Despite the changes in the ventilation rates and duration, we did not observe marked differences in the incidence of MOF and a minor decrease of sepsis incidence in our study; sepsis was reported in 11 % of patients in 2002, and 7.5 % in 2014 and the incidence of MOF was 28 % in 2002 and 30.9 % in 2014. The development of sepsis and MOF is dependent on multiple risk factors including the pattern of organ injury (abdominal, thoracic, head, etc.), presence of open fractures and soft tissue contamination, surgical strategy chosen (DCO (Damage Control Orthopedics) versus ETC. (Early Total Care)), and treatment in the ICU [6, 3032]. These parameters could not be determined and evaluated in this study. It is very difficult to conclude that the decrease of the intubation reduced the rate of the systemic complications, since several factors beside the intubation, play a role. However, we feel that the intubation rate and short ventilation time might be indicators for improved treatment and decrease of the systemic complications.

We recognize that there are limitations to our study. TraumaRegister DGU® includes a large number of patients; their validity is restricted due to the detection of minor statistical differences without mandatory clinical relevance. In the absence of adequate statistical testing methods to manage this limitation we decided to present the descriptive variables of our study population without statistical significances.
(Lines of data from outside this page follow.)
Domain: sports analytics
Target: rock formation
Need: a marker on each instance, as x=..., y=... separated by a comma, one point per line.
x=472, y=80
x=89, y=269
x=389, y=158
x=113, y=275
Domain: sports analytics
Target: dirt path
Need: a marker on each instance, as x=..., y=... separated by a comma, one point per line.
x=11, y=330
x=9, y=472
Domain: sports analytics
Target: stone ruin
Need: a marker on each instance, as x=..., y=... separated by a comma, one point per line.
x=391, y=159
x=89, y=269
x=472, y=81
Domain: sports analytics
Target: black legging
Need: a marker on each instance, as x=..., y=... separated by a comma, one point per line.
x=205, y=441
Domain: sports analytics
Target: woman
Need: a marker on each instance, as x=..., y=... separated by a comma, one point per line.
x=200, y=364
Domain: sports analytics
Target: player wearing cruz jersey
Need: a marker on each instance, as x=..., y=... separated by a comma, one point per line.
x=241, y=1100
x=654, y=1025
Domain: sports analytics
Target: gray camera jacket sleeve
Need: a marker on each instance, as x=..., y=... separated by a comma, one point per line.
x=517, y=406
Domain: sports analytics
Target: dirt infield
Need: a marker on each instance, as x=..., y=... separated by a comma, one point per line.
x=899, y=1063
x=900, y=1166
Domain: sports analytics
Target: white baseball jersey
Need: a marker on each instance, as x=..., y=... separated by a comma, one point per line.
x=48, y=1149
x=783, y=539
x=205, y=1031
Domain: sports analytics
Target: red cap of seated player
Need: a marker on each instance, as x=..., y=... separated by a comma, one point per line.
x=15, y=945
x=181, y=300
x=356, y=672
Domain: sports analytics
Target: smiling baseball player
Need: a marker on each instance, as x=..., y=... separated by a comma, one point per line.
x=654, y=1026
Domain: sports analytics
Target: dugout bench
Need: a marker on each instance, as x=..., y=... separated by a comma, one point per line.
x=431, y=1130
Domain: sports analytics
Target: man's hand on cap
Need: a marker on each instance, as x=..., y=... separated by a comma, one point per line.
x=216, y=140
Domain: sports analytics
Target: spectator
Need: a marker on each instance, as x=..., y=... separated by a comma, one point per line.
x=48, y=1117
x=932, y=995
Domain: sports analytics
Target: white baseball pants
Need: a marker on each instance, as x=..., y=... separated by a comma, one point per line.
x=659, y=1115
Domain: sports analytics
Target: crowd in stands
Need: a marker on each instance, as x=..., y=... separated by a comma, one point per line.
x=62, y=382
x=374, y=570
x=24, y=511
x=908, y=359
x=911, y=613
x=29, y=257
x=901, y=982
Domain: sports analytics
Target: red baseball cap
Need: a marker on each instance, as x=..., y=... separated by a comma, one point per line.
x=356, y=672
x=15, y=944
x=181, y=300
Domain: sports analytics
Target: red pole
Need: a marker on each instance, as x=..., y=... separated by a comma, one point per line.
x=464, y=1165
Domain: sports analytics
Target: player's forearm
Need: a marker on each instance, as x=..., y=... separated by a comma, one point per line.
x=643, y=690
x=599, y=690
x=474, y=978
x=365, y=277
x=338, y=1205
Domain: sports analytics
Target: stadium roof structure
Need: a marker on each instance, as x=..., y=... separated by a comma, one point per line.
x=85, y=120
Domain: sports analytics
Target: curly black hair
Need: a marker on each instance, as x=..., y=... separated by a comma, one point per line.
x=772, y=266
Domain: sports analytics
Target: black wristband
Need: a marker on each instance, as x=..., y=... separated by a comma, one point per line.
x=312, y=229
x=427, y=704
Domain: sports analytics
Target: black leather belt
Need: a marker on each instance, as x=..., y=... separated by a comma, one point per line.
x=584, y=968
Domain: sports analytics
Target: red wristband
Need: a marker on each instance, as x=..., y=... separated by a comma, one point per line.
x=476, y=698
However, this does not restrict the identification of clinically significant effects and trends. Moreover, other parameters of interest, such as time point of intubation, Non-Invasive Ventilation (NIV), the presence of mis-intubation, number of re-intubation due to repeated surgery, lung function, lung injury, and development of ventilation associated pneumonia, might be of importance; however, these parameters are not registered in this database. Furthermore, no information was available regarding the indications for intubation, reintubation, and extubation in our cohort. Finally, we understand that our data registry contains data from several institutions that may use different practice guidelines and different methodology to determine the time for weaning.

Conclusions

In conclusion, the current study demonstrates a decrease in the ventilation rates, and suggests an increase in early weaning over the last decade. Moreover, we have observed a decrease in the severity and patterns of injury over the study period. Importantly, we were able to observe decreased incidence of systemic complications such as sepsis over the 13 year study period, while no changes in incidence of MOF were registered. The exact relationship can not be proven in our study. This needs to be addressed in further analysis.